Stratton v. Buck

Summarized by:

  • Court: 9th Circuit Court of Appeals Archives
  • Area(s) of Law: Civil Procedure
  • Date Filed: 09-19-2012
  • Case #: 10-35656
  • Judge(s)/Court Below: District Judge Kobayashi for the Court; Circuit Judges Silverman and Murguia
  • Full Text Opinion

Pro se prisoner plaintiffs have a substantial right to notice on a motion to dismiss for failure to exhaust administrative remedies when the district court is considering matters outside the pleadings; a plaintiff is entitled to notice similar to that required by Rand on motions for summary judgment.

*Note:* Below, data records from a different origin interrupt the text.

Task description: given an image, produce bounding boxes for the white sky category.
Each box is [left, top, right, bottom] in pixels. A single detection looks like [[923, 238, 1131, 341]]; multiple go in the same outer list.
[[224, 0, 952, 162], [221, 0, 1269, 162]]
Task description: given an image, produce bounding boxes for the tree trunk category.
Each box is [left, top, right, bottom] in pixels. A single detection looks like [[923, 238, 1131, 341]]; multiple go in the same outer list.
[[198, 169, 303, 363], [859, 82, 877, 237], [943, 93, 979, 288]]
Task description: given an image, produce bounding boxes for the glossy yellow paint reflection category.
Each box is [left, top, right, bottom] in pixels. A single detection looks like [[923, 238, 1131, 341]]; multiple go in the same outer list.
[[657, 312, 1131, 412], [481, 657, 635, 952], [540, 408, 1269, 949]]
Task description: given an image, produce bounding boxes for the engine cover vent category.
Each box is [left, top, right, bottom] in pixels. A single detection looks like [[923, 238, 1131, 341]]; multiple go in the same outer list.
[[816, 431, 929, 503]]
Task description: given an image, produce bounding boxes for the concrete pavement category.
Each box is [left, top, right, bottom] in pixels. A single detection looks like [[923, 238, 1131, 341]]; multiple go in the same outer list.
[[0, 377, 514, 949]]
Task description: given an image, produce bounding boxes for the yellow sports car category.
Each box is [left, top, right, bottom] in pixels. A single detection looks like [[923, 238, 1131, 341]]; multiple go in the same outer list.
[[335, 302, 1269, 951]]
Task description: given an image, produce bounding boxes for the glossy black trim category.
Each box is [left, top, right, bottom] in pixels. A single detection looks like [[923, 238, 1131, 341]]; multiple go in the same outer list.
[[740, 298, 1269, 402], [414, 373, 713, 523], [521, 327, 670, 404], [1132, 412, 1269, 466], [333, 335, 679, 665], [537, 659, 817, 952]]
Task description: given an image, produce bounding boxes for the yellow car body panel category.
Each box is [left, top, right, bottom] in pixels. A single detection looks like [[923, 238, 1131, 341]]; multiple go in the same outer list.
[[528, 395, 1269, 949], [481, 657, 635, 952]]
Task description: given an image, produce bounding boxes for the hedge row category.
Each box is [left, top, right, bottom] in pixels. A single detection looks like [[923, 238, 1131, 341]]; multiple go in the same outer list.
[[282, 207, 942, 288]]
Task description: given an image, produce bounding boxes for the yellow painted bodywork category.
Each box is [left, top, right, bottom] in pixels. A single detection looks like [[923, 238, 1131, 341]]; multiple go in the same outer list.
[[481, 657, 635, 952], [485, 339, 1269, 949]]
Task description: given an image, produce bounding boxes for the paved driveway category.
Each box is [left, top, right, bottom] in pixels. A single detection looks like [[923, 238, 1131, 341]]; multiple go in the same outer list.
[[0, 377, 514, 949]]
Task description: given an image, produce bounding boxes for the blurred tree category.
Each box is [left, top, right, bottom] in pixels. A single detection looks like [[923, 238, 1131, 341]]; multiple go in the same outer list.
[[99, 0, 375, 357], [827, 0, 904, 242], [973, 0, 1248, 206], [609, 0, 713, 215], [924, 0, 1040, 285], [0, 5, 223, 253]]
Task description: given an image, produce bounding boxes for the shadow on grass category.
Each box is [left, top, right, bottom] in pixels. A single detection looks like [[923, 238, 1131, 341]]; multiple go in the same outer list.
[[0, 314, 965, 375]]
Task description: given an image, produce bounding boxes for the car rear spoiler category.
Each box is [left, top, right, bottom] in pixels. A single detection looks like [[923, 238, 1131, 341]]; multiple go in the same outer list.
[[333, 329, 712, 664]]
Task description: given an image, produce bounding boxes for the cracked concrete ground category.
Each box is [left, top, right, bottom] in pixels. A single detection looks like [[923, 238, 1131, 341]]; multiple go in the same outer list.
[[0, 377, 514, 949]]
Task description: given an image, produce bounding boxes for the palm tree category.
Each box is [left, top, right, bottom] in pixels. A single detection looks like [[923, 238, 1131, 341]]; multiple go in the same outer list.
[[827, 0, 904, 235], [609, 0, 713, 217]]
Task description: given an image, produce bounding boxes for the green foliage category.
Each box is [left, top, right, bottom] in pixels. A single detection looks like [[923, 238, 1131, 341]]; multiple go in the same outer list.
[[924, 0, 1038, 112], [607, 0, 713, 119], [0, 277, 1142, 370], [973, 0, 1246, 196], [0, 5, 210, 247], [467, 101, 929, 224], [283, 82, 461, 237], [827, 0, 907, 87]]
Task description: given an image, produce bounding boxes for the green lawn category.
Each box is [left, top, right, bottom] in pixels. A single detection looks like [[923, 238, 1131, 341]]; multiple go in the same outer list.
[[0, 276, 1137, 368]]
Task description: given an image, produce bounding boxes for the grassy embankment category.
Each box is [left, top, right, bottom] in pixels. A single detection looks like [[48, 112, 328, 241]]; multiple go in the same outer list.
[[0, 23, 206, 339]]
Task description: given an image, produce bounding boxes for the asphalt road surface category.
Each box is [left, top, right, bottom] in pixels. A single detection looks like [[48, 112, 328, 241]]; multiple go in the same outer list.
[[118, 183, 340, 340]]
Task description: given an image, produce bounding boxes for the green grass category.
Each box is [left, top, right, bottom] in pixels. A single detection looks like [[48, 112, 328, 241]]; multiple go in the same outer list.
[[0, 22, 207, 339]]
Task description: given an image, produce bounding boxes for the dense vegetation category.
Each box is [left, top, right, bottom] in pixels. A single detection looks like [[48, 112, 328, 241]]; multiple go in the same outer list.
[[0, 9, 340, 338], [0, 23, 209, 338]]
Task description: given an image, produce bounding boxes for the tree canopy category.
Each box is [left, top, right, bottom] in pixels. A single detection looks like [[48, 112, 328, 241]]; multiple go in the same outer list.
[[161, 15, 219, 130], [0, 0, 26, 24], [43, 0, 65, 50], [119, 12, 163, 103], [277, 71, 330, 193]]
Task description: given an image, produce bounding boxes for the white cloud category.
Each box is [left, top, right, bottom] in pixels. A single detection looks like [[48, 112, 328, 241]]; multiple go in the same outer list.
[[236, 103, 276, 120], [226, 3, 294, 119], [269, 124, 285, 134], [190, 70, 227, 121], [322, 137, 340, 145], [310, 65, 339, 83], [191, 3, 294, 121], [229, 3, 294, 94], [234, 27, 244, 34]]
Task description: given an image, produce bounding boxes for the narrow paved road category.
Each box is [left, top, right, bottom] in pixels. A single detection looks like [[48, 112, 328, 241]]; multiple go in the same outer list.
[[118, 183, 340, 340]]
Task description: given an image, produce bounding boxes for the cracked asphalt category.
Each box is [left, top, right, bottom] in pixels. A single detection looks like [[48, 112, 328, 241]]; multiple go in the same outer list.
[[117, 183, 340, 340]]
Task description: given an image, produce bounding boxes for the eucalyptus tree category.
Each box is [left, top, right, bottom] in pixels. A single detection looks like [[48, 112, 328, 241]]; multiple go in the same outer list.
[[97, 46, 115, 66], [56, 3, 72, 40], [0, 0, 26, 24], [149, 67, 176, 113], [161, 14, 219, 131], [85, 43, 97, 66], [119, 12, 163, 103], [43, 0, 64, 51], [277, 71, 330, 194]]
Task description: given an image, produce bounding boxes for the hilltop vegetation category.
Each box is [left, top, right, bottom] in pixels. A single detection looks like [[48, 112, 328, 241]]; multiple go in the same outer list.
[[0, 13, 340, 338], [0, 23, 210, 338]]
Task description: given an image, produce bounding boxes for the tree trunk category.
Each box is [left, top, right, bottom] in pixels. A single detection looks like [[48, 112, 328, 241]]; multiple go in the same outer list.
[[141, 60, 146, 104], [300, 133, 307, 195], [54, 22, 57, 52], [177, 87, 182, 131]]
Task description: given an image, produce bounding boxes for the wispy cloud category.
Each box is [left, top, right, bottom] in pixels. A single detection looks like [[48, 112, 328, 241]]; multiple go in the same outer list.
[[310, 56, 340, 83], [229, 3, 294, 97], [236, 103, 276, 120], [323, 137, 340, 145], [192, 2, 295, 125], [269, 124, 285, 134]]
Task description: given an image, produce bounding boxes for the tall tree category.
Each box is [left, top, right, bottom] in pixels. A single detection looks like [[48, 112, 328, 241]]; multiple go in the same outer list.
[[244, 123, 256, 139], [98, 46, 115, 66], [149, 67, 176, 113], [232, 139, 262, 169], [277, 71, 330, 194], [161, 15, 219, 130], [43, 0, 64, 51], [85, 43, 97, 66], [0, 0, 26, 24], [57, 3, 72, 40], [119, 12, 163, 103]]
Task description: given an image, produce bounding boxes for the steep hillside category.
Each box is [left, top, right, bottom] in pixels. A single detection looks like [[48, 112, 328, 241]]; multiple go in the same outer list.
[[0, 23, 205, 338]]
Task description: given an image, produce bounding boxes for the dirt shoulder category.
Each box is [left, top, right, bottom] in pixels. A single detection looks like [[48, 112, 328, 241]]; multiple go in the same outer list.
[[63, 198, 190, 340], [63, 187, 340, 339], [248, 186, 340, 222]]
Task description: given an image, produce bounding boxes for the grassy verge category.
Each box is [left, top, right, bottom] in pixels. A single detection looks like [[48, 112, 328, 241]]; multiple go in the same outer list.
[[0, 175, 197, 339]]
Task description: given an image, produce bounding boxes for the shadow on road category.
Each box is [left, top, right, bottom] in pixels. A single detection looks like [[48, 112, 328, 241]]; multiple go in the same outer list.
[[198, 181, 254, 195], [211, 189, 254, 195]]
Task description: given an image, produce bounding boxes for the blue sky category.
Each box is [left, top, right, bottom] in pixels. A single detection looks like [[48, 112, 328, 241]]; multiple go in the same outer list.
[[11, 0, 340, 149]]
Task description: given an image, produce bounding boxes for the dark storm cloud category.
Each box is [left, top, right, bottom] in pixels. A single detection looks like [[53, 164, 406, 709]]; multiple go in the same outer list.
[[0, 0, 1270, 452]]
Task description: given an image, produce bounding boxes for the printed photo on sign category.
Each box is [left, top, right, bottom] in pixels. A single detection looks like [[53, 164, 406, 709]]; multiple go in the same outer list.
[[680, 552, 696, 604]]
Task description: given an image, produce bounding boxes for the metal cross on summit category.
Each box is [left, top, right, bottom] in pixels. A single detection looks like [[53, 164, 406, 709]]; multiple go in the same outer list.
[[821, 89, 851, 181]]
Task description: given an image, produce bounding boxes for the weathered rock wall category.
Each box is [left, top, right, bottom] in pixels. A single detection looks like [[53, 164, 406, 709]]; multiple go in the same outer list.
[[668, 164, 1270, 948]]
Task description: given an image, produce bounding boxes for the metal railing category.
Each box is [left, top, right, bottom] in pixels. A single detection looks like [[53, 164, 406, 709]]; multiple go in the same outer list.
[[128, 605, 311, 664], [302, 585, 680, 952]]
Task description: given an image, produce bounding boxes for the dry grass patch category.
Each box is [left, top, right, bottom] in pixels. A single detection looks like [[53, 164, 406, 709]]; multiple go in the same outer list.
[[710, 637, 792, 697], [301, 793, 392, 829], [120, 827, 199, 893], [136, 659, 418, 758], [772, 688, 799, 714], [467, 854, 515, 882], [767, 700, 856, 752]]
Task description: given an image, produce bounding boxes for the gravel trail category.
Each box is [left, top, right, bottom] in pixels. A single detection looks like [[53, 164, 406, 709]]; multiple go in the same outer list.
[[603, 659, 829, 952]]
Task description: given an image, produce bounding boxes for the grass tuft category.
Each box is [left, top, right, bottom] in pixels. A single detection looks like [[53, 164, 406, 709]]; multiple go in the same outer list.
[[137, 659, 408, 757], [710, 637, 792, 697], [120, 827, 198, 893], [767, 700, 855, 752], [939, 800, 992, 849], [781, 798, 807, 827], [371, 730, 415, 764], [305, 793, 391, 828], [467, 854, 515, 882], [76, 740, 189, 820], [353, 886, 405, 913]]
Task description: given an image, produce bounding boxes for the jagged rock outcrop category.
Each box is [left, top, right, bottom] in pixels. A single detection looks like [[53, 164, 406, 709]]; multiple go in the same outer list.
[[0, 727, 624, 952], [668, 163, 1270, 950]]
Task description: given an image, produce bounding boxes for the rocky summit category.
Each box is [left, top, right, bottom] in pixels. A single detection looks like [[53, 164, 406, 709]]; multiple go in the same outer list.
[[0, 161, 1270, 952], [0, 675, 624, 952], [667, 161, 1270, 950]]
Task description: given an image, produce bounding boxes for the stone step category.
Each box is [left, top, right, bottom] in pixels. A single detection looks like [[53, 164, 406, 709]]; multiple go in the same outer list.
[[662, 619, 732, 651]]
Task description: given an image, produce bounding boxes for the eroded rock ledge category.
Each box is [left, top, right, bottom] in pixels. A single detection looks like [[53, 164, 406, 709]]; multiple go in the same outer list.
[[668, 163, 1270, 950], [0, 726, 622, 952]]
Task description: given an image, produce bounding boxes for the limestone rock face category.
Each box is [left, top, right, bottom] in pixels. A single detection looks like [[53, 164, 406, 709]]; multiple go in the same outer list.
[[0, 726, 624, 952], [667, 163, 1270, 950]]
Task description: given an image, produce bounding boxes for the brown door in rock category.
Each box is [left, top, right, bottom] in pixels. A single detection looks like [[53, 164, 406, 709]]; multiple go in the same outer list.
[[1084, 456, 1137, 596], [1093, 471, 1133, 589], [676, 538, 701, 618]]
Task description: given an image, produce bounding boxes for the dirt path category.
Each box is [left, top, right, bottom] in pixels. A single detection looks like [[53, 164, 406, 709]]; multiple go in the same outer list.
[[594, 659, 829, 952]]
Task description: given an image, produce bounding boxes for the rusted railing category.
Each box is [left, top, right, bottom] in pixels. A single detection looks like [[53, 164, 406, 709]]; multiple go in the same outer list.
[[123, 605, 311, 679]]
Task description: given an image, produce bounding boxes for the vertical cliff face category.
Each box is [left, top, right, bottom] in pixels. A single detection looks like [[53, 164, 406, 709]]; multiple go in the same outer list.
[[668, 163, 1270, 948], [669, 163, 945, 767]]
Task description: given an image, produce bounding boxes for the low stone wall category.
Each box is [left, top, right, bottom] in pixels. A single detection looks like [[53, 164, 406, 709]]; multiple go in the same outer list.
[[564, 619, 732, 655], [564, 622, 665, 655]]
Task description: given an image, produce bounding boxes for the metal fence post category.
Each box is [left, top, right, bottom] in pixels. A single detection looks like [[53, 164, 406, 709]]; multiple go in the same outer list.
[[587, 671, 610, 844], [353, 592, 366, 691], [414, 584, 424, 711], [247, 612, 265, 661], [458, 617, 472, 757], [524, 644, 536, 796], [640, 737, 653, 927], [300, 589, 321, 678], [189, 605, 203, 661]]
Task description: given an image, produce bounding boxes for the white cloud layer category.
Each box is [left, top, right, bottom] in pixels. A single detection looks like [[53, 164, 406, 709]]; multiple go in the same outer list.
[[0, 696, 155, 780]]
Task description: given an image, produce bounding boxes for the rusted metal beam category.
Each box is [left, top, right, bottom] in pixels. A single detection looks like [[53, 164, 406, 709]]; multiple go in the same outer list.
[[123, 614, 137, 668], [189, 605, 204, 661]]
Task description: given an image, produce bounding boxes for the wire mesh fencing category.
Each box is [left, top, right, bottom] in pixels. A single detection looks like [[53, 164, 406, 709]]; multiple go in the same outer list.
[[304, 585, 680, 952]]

Plaintiff Stratton was assaulted by a fellow inmate at a correctional institution in Washington. Defendant Brown was a doctor at Grays Harbor Community Hospital. Stratton alleged that Brown failed to provide adequate care under the Eighth Amendment. Brown filed a motion to dismiss on the grounds that Stratton had not exhausted his administrative remedies as required by the Prisoner Litigation Reform Act ("PLRA"). The district court granted the motion; plaintiff appealed arguing that, because matters outside the pleadings were considered, he was entitled to the same notice required under Rand v. Rowland on a motion for summary judgment. The Ninth Circuit held that “when a district court will consider materials beyond the pleadings in ruling upon a defendant’s motion to dismiss for failure to exhaust administrative remedies, the pro se prisoner plaintiff must receive a notice, similar to the notice described in Rand.” The Court found that Stratton had received no such notice, and since he did not attach any supporting documents to his response to the motion, he had not waived notice. Since a pro se prisoner plaintiff has a substantial right to notice explaining the process associated with a motion to dismiss for failure to exhaust administrative remedies, the error was not harmless. REVERSED and REMANDED.